As a final note, I have done a lot of verifying with their administration team over PGP encrypted email (pretty awesome that they kept up fairly lengthy conversations with me in an encrypted form), so I have a lot of personal trust with the company. But me having a lot of personal trust doesn’t give you the go ahead to also give them a bunch of your trust. You should do your own research and ask your own questions to make sure they are the company that will suite your needs. I do commend them greatly for the work they are doing, but I do not place all my eggs in one basket. I have been really satisfied with their service over the years but am finding that in a very competetive market, it is difficult to list any one VPN service at the top.


This re-write of the Mullvad review was spawned due to serious changes in their company over the last 2 years since I begun writing this paper.

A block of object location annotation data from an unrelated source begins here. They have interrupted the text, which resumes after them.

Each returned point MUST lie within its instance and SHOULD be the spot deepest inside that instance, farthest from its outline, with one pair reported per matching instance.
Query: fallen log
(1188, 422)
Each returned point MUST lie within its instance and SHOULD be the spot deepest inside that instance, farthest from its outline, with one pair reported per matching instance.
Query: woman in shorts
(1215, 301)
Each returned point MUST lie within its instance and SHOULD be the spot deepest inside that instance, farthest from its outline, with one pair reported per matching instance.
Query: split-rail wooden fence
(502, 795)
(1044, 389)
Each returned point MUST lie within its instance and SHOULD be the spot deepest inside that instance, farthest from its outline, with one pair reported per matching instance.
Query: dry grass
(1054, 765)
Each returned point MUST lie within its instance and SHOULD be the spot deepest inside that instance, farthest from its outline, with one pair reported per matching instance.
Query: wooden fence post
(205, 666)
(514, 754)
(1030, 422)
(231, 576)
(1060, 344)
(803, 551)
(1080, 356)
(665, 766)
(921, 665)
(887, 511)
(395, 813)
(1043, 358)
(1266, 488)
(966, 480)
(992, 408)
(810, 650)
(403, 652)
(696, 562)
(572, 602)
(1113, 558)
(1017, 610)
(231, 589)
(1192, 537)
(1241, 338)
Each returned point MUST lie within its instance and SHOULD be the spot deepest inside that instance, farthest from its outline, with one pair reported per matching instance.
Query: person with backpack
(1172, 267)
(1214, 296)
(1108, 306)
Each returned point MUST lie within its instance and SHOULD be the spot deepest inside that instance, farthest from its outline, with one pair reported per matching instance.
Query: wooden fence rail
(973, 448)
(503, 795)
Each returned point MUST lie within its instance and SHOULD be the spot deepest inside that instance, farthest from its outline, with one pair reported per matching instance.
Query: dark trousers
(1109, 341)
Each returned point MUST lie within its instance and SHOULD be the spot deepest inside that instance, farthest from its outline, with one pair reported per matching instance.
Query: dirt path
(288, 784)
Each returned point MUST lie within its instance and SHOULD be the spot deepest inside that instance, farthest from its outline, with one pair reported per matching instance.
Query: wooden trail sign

Mullvad is a provider that I am now coining as "no bullshit". They very clearly outline their service, company, and practices on their website without any of the "Security Threater" talk of Military Grady Encryption and ZERO logging practices. To start, their website claims: "For maximum security, we use physical, bare metal servers (no virtual servers) that are administrated and either owned or rented by us in carefully selected data centers." I did not have to dig around to get this information either. It is very conveniently placed on their Features page and easily accessible to anyone who is checking out their website. They also state very explicitely, the encryption used in the connections:

  • Our data encryption is AES-256
  • All our OpenVPN servers use 4096 bit RSA certificates (with SHA512) for server authentication
  • All our OpenVPN servers use 4096 bit Diffie-Hellman parameters for key exchange
  • All our OpenVPN servers use DHE for perfect forward secrecy
  • OpenVPN re-keying is performed every 60 minutes

I feel that having this information stated so plainly on their website is a big plus for their ability to cut through the VPN bullshit and just give the reader the facts. However, they don't stop there. Their features page also explains that Mullvad accounts do not need any of your information to register; not even an email address. You just fill out a CAPTCHA and it generates you a string of characters that is used as both your username and password for connections. This, as well as a plethora of other information relating to the data they do and do not collect and store is best read here:

Diving into their website a little deeper, you will find that they, like IVPN, publish "Privacy Guides" of sorts here: Although these guides do not appear to be as "all-inclusive" as the ones published by IVPN, they are still a wonderful resource to have listed on their website. They are also one of the first providers I have checked out to be supporting the WireGuard Protocol for connection. Although it is only currently available for Linux, WireGuard implements some neat cryptography above and beyond just simple AES-256 and 4096 bit RSA - Namely: "Noise protocol framework, Curve25519, ChaCha20, Poly1305, BLAKE2, SipHash24, HKDF, and secure trusted constructions." Being able to use eliptical curve cryptography with VPN connections is wonderful.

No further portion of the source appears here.